Despite it being a hotbed of crime many of its inhabitants went about their lives in relative peace with children playing on the rooftops and those living in the upper levels seeking refuge high above the city. The rooftops were also an important gathering place, especially for residents who lived on upper floors. Parents used them to relax, and children would play or do homework there after school.
Leung Ping Kwan wrote in his book The City of Darkness,
Here, prostitutes installed themselves on one side of the street, while a priest preached and handed out powdered milk to the poor on the other; social workers gave guidance, while drug addicts squatted under the stairs getting high; what were children's games centres by day became strip show venues by night. It was a very complex place, difficult to generalise about, a place that seemed frightening but where most people continued to lead normal lives. A place just like the rest of Hong Kong.
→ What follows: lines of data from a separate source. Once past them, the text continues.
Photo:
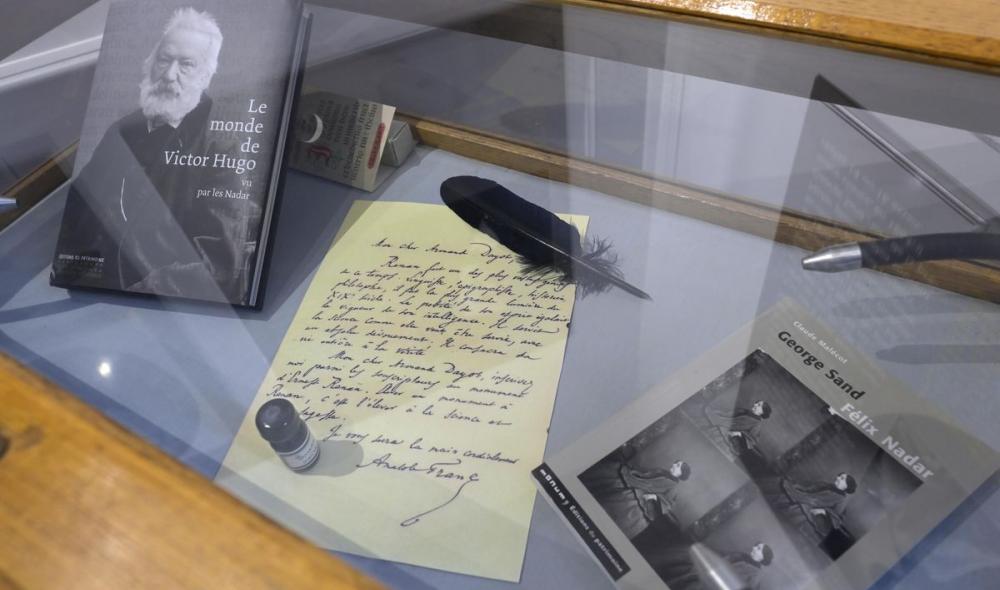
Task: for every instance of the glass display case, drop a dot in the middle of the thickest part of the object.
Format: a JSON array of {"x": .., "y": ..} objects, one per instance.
[{"x": 713, "y": 160}]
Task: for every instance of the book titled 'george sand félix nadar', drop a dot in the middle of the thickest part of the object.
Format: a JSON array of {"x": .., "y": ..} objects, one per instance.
[
  {"x": 784, "y": 457},
  {"x": 180, "y": 158}
]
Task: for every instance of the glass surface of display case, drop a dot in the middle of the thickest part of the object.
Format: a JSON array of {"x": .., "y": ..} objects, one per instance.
[{"x": 698, "y": 164}]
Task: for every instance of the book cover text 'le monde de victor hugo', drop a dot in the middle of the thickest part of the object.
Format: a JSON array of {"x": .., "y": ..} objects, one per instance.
[{"x": 179, "y": 159}]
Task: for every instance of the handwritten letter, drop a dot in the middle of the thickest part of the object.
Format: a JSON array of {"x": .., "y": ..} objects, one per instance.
[{"x": 427, "y": 364}]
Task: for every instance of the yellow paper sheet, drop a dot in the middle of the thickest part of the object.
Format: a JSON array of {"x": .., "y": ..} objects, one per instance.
[{"x": 427, "y": 364}]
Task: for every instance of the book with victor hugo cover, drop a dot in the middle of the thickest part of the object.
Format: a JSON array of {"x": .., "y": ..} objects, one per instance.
[{"x": 179, "y": 166}]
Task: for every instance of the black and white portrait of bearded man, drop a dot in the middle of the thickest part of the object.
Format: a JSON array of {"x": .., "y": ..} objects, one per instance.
[
  {"x": 134, "y": 208},
  {"x": 180, "y": 68}
]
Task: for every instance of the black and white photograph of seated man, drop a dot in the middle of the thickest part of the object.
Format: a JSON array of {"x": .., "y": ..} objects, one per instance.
[
  {"x": 753, "y": 457},
  {"x": 137, "y": 204}
]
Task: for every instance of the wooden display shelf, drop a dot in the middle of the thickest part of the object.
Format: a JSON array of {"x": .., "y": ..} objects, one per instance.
[
  {"x": 964, "y": 33},
  {"x": 85, "y": 504},
  {"x": 961, "y": 34}
]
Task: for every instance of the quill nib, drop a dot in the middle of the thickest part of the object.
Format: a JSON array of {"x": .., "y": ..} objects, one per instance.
[{"x": 544, "y": 243}]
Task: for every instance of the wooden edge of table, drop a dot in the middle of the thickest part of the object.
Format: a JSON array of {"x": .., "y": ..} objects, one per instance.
[
  {"x": 38, "y": 183},
  {"x": 86, "y": 504},
  {"x": 809, "y": 233},
  {"x": 951, "y": 34}
]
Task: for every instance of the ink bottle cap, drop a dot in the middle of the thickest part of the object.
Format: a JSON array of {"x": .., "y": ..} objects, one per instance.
[{"x": 280, "y": 425}]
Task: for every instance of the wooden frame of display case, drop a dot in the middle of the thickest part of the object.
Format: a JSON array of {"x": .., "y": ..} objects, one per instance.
[{"x": 87, "y": 504}]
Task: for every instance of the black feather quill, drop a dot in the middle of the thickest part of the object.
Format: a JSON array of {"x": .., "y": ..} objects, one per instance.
[{"x": 543, "y": 242}]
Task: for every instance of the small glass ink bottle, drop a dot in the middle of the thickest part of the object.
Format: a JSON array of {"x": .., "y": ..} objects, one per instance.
[{"x": 280, "y": 424}]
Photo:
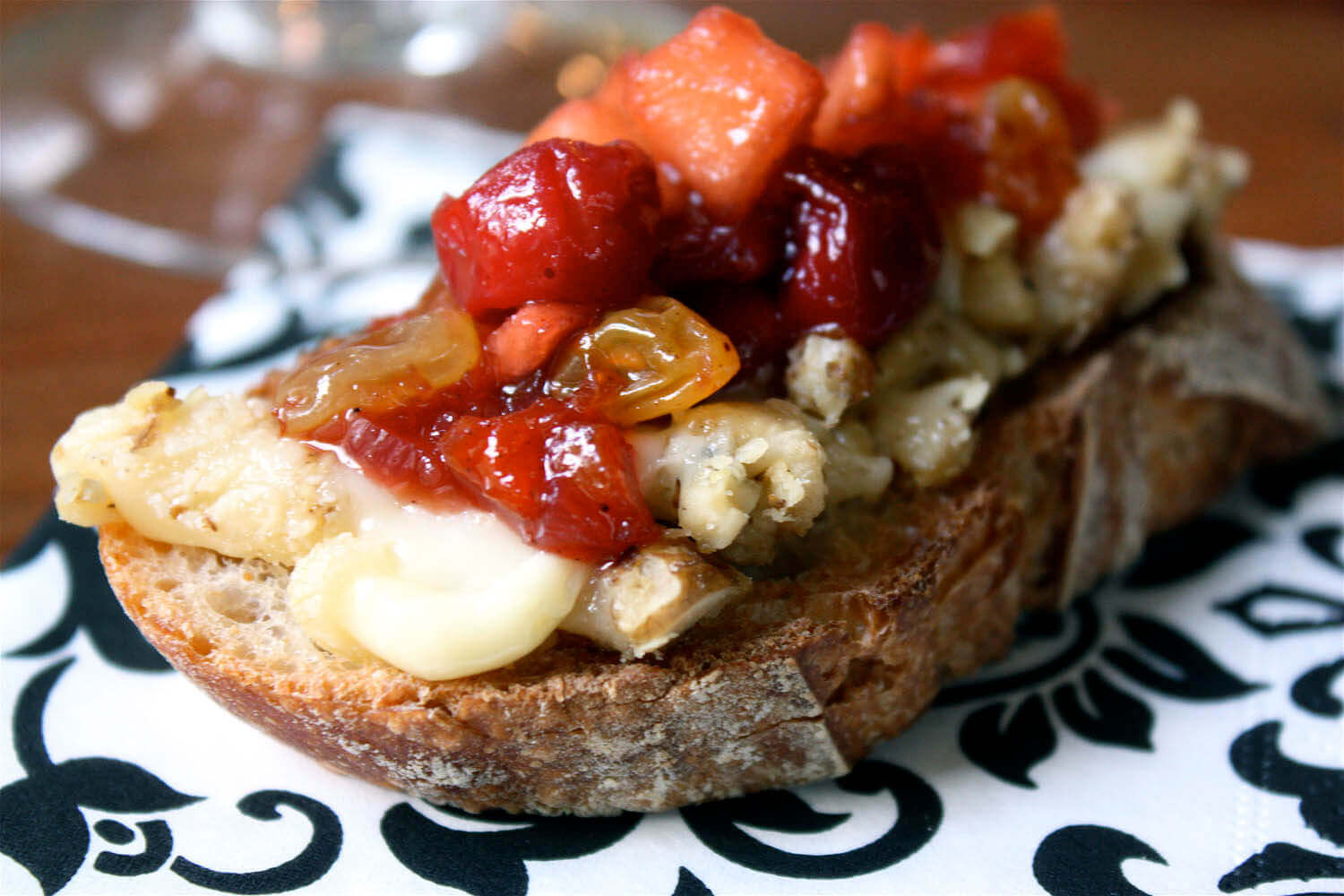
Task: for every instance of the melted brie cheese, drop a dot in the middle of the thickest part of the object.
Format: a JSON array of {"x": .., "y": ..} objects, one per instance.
[{"x": 437, "y": 595}]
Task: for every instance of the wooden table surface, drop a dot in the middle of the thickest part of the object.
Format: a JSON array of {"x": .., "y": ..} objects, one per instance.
[{"x": 77, "y": 328}]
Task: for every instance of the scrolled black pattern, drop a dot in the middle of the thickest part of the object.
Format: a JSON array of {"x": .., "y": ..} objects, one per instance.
[
  {"x": 43, "y": 829},
  {"x": 1120, "y": 719},
  {"x": 918, "y": 817},
  {"x": 40, "y": 823},
  {"x": 314, "y": 860},
  {"x": 1010, "y": 745},
  {"x": 1312, "y": 689},
  {"x": 688, "y": 884},
  {"x": 1258, "y": 761},
  {"x": 1281, "y": 861},
  {"x": 1201, "y": 676},
  {"x": 1083, "y": 860},
  {"x": 1008, "y": 751},
  {"x": 1312, "y": 611},
  {"x": 491, "y": 863},
  {"x": 1325, "y": 543},
  {"x": 151, "y": 858}
]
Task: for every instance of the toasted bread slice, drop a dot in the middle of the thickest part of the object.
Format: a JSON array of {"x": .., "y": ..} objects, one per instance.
[{"x": 796, "y": 681}]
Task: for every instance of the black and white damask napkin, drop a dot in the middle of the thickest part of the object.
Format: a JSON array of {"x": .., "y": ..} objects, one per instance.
[{"x": 1180, "y": 729}]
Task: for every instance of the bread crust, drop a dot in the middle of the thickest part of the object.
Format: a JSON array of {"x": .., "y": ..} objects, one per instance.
[{"x": 797, "y": 680}]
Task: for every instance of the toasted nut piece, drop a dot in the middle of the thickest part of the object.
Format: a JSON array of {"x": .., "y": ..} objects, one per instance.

Over time, both the British and the Chinese governments found the City to be increasingly intolerable, despite the low reported crime rate. The quality of life and sanitary conditions were far behind the rest of Hong Kong and eventually plans were made to demolish the buildings. The government spent $2.7billion Hong Kong dollars in compensation and evacuations started in 1991. Those who refused were forcibly evicted. After four months of planning, demolition of the Walled City began on 1993 and concluded in 1994.
The area where the Walled City once stood is now Kowloon Walled City Park, a magnificent park modelled on Jiangnan gardens of the early Qing Dynasty comprising an area of 31,000 square meters. The park's paths and pavilions are named after streets and buildings in the Walled City. There are a few artifacts, such as five inscribed stones and three old wells, including a bronze model of the Walled City on display in the park.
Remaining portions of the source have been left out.